You’ve probably heard of the ‘latte effect’ – the long-term impact on your finances of small expenditures like a daily cup of coffee that doesn’t come from your own kitchen.
I like to use similar mathematics to figure out just how big a raise I can give myself – same job, same boss, no negotiating.
So how does it work?
If I earn $10 after tax in one hour and I have to spend everything I earn in the same month or the same year (definitely NOT a Voluntary Worker yet), that $10 will buy me exactly $10 worth of whatever it is I need to consume – let’s say ten $1 chocolate bars.
If I am already a Voluntary Worker I can give myself a 111% raise.
Because I don’t need to consume that $10 straight away, I can tuck it away somewhere it should outstrip inflation e.g. a high interest bank account. It then sits there growing until I chose to use it. If I leave it for 25 years and it grows at 3% after accounting for tax and inflation, then when I come to use it the fruit of my hour’s labour has swelled to $21.15. That’s 21 chocolate bars, an increase of more than 111 percent!
25 years is a long time, but it’s well within my expected lifespan. I fully expect to set aside many of the dollars I’m earning now for at least that long, so it’s not foolish to be thinking about my earnings in this way. It’s an encouraging thought when work drags!
Another motivating thought is the income stream that can flow from earned dollars that don’t have to be spent. If my money is growing at 3% after tax and inflation, then every ten thousand dollars I earn and don’t have to spend is equivalent to a $300 per year income stream for life.
Although this maths is fun, it does encourage the assumption that savings in the bank or in the stockmarket are free from risk (wrong in both cases) and that inflation always trundles along at 1 or 2 or 3 percent (also wrong). This article is about the benefits of deferred spending, not a treatise on risk and inflation, but do consider yourself nudged to think about these matters!

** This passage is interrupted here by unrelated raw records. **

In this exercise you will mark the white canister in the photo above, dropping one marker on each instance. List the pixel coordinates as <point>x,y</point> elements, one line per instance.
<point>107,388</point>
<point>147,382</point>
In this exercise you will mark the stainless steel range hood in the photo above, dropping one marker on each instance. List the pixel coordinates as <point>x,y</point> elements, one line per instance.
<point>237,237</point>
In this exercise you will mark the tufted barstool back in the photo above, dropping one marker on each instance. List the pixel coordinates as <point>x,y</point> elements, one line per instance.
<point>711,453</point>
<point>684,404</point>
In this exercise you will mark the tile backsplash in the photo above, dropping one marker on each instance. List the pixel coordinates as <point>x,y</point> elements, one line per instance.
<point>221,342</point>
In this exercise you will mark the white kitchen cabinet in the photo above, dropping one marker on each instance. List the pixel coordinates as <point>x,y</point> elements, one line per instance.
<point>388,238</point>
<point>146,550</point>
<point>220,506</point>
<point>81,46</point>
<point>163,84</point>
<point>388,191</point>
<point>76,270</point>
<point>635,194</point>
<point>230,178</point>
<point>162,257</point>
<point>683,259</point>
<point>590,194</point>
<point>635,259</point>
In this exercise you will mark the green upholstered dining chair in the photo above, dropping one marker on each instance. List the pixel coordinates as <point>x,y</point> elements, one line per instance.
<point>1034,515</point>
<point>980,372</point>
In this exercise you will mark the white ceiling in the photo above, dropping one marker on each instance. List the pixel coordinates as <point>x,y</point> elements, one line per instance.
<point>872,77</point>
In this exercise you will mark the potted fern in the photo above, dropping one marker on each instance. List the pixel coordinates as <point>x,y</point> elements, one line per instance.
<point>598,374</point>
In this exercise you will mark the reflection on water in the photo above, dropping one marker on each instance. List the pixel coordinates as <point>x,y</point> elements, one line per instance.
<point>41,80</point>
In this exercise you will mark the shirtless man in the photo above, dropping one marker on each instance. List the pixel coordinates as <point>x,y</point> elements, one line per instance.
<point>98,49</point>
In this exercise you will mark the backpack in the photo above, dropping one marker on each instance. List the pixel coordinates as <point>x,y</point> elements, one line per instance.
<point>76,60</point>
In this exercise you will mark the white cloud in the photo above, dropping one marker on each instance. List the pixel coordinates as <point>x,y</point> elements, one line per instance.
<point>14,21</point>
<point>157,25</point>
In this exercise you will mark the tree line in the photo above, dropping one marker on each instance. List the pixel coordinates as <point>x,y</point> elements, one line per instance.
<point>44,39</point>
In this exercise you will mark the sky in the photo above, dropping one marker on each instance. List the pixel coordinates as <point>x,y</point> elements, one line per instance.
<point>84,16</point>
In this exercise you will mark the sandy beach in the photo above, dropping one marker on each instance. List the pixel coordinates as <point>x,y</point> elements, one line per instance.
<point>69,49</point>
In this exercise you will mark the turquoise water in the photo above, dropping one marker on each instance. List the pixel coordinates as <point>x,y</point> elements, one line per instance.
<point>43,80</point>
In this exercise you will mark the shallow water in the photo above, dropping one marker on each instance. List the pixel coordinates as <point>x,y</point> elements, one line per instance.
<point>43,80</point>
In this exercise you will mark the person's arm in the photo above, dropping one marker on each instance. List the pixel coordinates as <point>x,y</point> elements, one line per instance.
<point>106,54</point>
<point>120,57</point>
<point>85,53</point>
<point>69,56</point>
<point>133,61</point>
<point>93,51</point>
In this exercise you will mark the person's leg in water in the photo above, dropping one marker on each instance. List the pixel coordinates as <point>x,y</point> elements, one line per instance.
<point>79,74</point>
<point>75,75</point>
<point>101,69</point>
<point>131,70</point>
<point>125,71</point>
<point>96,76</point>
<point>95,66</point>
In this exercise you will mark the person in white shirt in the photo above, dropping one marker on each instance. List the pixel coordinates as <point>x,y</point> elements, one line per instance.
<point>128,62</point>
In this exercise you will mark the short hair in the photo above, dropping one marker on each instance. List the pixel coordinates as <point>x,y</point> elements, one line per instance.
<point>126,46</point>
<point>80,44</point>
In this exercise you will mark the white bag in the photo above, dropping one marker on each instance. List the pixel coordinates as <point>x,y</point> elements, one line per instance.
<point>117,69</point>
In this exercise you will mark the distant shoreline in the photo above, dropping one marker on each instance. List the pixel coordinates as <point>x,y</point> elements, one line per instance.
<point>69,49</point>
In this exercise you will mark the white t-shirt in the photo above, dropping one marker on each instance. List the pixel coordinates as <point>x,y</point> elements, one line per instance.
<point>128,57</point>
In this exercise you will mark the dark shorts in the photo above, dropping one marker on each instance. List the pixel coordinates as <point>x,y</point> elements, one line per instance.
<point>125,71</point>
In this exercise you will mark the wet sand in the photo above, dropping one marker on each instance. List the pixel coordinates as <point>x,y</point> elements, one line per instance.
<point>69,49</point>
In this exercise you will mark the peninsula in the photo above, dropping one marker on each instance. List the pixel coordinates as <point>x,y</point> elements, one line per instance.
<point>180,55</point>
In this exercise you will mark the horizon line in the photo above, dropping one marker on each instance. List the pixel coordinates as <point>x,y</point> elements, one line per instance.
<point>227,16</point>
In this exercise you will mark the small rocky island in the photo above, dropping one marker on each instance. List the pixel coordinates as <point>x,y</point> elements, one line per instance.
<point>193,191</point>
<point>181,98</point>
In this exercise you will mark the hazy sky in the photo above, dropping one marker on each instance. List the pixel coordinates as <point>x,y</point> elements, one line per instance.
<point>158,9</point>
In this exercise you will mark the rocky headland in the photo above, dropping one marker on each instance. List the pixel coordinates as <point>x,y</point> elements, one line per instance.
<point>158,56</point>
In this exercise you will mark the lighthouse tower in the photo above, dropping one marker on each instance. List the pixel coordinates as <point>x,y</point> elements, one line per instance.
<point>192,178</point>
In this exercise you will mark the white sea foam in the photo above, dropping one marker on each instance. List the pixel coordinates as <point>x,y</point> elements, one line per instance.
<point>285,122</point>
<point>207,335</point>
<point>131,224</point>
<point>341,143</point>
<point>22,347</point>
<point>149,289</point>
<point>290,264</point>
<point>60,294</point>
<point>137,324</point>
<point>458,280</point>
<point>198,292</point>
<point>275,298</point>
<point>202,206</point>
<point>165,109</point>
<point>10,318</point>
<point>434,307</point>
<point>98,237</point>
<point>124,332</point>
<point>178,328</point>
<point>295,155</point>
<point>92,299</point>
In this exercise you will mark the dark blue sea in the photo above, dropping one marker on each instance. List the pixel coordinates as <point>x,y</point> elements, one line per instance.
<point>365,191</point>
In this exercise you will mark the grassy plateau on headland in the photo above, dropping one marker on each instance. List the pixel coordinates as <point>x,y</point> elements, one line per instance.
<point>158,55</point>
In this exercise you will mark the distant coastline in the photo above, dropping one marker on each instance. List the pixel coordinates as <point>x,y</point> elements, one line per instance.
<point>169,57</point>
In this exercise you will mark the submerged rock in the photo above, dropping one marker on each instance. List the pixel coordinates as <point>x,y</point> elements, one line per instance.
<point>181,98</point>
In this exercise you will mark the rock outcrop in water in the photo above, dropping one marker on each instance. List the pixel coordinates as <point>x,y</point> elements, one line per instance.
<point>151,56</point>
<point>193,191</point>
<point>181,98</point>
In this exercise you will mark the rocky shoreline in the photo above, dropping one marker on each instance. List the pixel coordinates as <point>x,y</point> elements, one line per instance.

Feel like an intravenous shot of motivation to work? Have a think about what happens if you put your $10 towards a small business returning 25% per year (good but very possible). That $10 will put another $2.50, before tax, into your pocket every year, and that’s just the cash flow! The underlying business is likely to grow in value, squeezing even more out of your $10. Let’s say you put $100,000 into a business, take out $25,000 per year as profit and sell the business after 10 years for $150,000. Every $10 you put in at the start has returned you $25 before tax and inflation, as well as bringing you $15 when you sell. Obviously there is work and risk involved, but a side business like this is the fastest way I know to become a Voluntary Worker.